Week 7: Data Mapping and Understanding

Data Loading and Initial Cleaning

First, we load the experimental data. Based on our preliminary analysis, we identified a significant outlier in the serum data where a Calf_ID (28980) was erroneously recorded as a protein value. We also filter for biologically plausible birth weights and consumption durations.

# Load Data
excel_file <- "data_animal_science.xlsx"
df_milk    <- read_excel(excel_file, sheet = "Milk Consumption")
df_weight  <- read_excel(excel_file, sheet = "Body Weights")
df_serum   <- read_excel(excel_file, sheet = "Serum Total Protein")

# Filtering Outliers
filtered_milk <- df_milk %>% 
  filter(Days_consuming_milk > 50)

filtered_weight <- df_weight %>% 
  filter(Birth_Weight >= 50, Birth_Weight <= 150)

# Removing ID entry error (28980) and keeping valid age ranges
filtered_serum <- df_serum %>% 
  filter(Days_of_age >= 1, Days_of_age <= 10, Serum_Total_Protein < 70)

Relationship Analysis

By joining the datasets on Calf_ID, we can evaluate how initial birth metrics influence consumption patterns.

# Join datasets
combined_data <- filtered_milk %>% 
  inner_join(filtered_weight, by = "Calf_ID") %>% 
  inner_join(filtered_serum, by = "Calf_ID")

# Birthweight vs Milk Consumption
ggplot(combined_data, aes(x = Milk_Consumption_Liters, y = Birth_Weight)) + 
  geom_point(alpha = 0.6, color = "steelblue") + 
  geom_smooth(method = "lm", color = "darkorange", se = FALSE) +
  labs(title = "Relationship Between Birthweight and Milk Consumption", 
       x = "Milk Consumption (Liters)", 
       y = "Birthweight (lbs)") +
  theme_minimal()


Week 8: Dairy Feed Efficiency

In this section, we analyze feed efficiency (FE), calculated as the ratio of milk produced to dry matter intake (DMI).
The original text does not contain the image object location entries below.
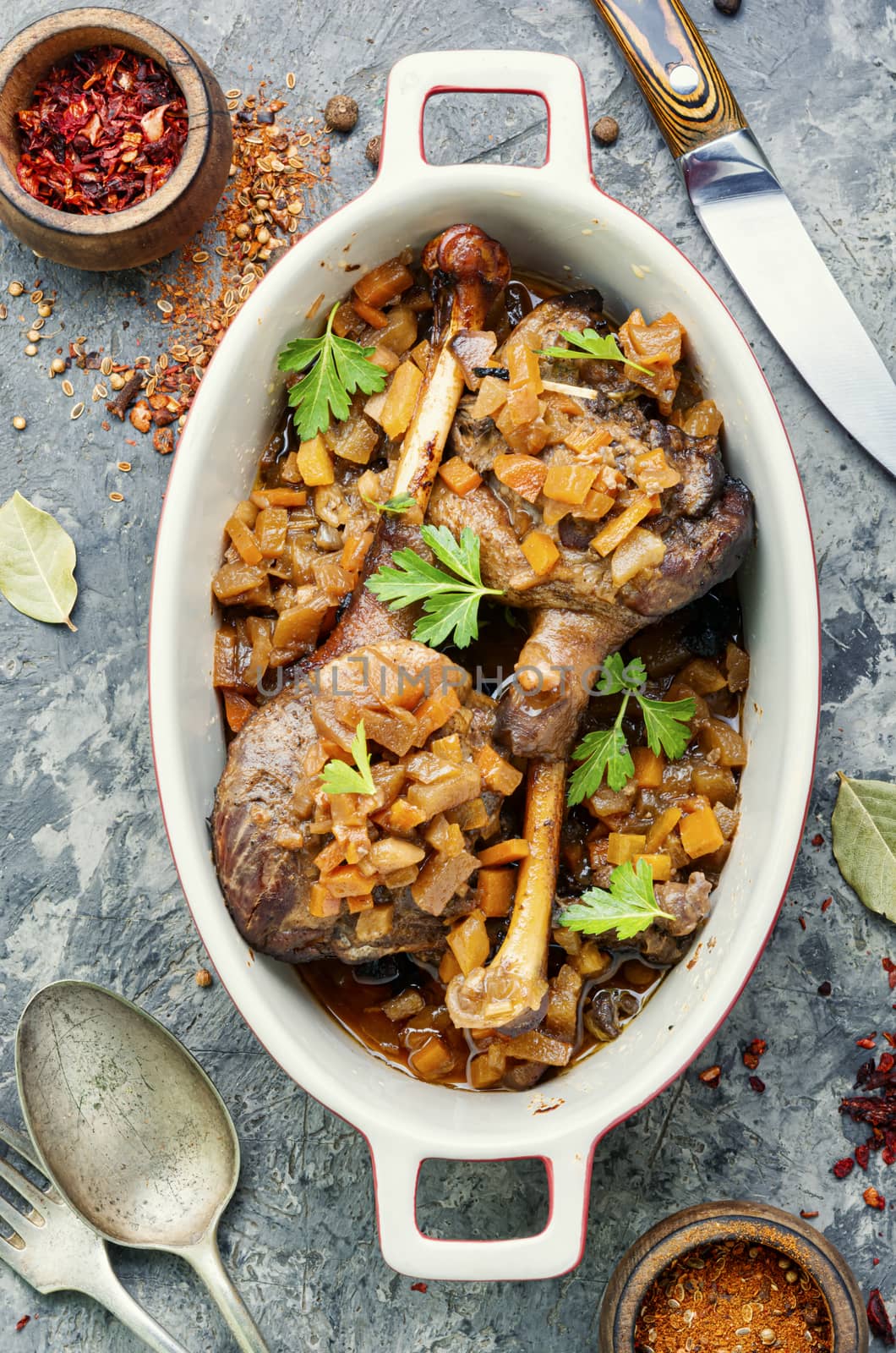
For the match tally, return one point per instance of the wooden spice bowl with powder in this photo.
(733, 1278)
(179, 195)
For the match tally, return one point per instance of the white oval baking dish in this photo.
(554, 221)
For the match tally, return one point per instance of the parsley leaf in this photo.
(628, 908)
(451, 601)
(337, 369)
(598, 753)
(590, 344)
(339, 778)
(401, 502)
(666, 723)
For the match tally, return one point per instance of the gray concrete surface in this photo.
(87, 884)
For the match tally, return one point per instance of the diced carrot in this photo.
(321, 903)
(659, 866)
(373, 317)
(459, 477)
(244, 541)
(493, 394)
(448, 967)
(700, 832)
(494, 890)
(522, 474)
(583, 439)
(468, 942)
(279, 497)
(505, 852)
(653, 473)
(524, 367)
(383, 283)
(648, 768)
(620, 527)
(238, 709)
(569, 484)
(540, 552)
(497, 773)
(666, 823)
(314, 462)
(624, 846)
(401, 399)
(641, 550)
(522, 406)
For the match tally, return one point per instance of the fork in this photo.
(54, 1251)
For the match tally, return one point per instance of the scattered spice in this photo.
(753, 1052)
(878, 1321)
(341, 112)
(733, 1294)
(605, 130)
(103, 132)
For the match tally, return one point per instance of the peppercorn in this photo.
(605, 130)
(341, 112)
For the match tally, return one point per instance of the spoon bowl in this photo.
(130, 1130)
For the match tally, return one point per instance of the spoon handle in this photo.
(110, 1292)
(206, 1260)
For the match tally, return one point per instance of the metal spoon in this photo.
(132, 1131)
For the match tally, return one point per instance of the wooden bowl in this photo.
(709, 1224)
(150, 227)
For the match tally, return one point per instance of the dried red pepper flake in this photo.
(105, 130)
(878, 1319)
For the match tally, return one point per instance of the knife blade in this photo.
(751, 222)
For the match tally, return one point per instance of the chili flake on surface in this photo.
(733, 1294)
(105, 130)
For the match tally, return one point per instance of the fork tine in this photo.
(20, 1143)
(34, 1197)
(17, 1219)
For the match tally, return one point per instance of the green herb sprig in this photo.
(339, 778)
(451, 600)
(628, 907)
(587, 345)
(335, 370)
(666, 724)
(400, 504)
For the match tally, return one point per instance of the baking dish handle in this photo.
(554, 1251)
(555, 80)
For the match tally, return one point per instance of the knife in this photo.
(750, 220)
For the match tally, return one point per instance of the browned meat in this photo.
(263, 850)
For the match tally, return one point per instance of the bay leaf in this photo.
(37, 561)
(864, 830)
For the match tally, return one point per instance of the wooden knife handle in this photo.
(686, 92)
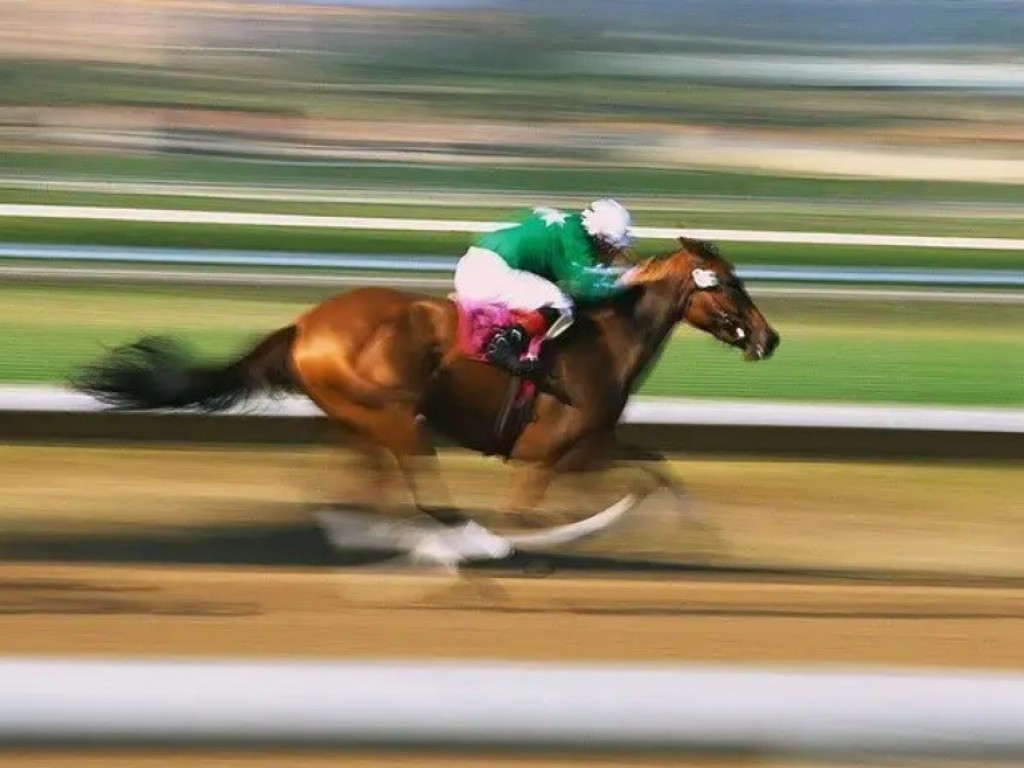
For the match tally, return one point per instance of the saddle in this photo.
(477, 323)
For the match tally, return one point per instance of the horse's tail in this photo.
(160, 373)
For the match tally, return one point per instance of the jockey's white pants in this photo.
(482, 275)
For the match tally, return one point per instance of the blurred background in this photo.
(894, 127)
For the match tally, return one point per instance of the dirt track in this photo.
(322, 612)
(161, 611)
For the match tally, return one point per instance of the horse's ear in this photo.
(693, 247)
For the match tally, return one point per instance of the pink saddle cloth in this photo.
(477, 323)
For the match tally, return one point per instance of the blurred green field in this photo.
(508, 176)
(807, 216)
(322, 240)
(859, 351)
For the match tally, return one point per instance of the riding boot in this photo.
(505, 347)
(547, 322)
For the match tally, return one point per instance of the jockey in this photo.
(540, 267)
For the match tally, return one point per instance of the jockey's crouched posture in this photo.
(540, 267)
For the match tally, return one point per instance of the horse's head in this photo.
(711, 297)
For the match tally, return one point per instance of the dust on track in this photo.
(321, 612)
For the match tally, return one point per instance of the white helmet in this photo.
(608, 220)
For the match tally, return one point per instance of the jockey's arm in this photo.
(582, 274)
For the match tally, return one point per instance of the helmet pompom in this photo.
(608, 220)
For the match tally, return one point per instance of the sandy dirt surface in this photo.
(329, 613)
(136, 503)
(182, 611)
(70, 514)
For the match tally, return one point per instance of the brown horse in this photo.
(384, 364)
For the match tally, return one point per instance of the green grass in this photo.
(321, 240)
(859, 352)
(508, 176)
(805, 217)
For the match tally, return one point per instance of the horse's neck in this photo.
(645, 325)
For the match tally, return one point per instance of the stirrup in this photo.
(506, 346)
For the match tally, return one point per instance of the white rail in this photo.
(165, 215)
(640, 411)
(514, 707)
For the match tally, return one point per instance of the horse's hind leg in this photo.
(462, 538)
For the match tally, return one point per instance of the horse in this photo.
(384, 365)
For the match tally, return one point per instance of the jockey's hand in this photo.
(627, 278)
(527, 367)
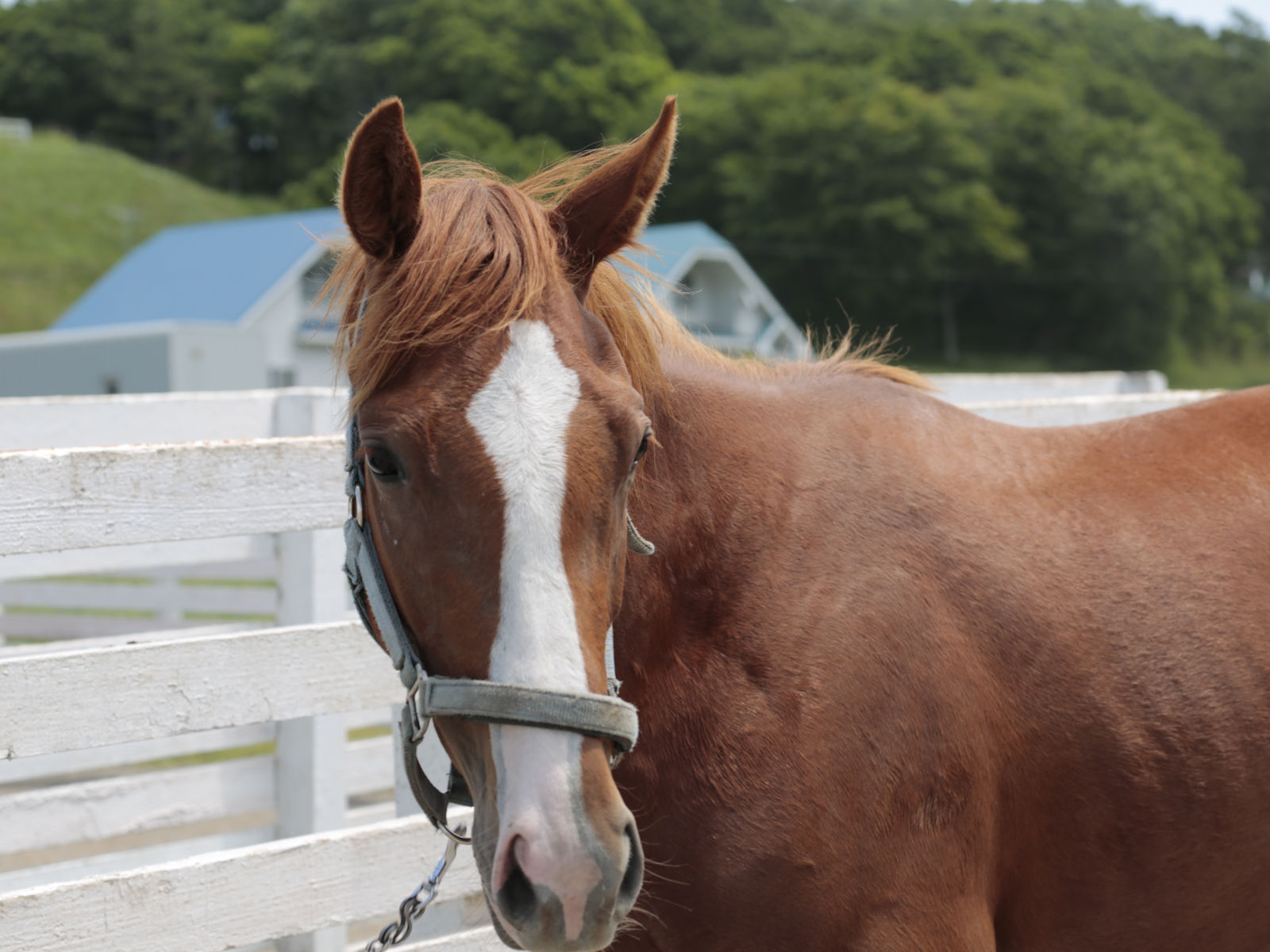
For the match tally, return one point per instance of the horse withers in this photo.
(907, 678)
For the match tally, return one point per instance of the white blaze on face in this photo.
(522, 418)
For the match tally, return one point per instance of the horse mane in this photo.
(486, 255)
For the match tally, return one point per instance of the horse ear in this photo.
(606, 209)
(381, 184)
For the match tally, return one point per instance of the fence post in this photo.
(310, 759)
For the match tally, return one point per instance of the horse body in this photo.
(907, 678)
(1020, 698)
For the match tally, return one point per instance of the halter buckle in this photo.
(418, 721)
(356, 511)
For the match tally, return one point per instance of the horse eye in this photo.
(643, 448)
(383, 463)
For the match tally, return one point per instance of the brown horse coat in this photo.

# Week 8: Dairy Feed Efficiency

# Load Week 8 Data
daily_milk <- read.csv("Merged_Dairy_Data_given.csv")
daily_feed <- read.csv("Daily Intake.csv")

# This code finds the column that starts with 'Dry' and renames it to 'DMI'
daily_feed <- daily_feed %>%
  rename_with(~ "DMI", contains("Dry"))

# Calculate milk components and Efficiency
merged_data <- daily_milk %>%
  mutate(
    Fat_lbs = Milk * (Fat. / 100),
    Protein_lbs = Milk * (Pro. / 100),
    Combined_Fat_Protein = Fat_lbs + Protein_lbs
  ) %>%
  left_join(daily_feed, by = "Index") %>%
  # Use the new 'DMI' name here to avoid the object not found error
  mutate(Feed_Efficiency = Milk / DMI)

# View Feed Efficiency Distribution
ggplot(merged_data, aes(x = Feed_Efficiency)) + 
  geom_histogram(bins = 30, fill = "orange", color = "white", alpha = 0.8) + 
  labs(title = "Feed Efficiency Distribution", 
       subtitle = "Calculated as Milk (lbs) / Dry Matter Intake (lbs)",
       x = "Feed Efficiency", 
       y = "Count") +
  theme_minimal()

Analysis Summary

  • Outlier Removal: The Serum Total Protein sheet contained a massive outlier (28980.0) which was successfully identified as an accidental Calf_ID entry and removed.
  • Correlations: Birthweight and milk consumption showed a high degree of variance, though a cluster exists around the mean.
  • Efficiency: The herd’s feed efficiency distribution helps identify top-performing cows, with most values centering around expected physiological norms for a lactating dairy herd.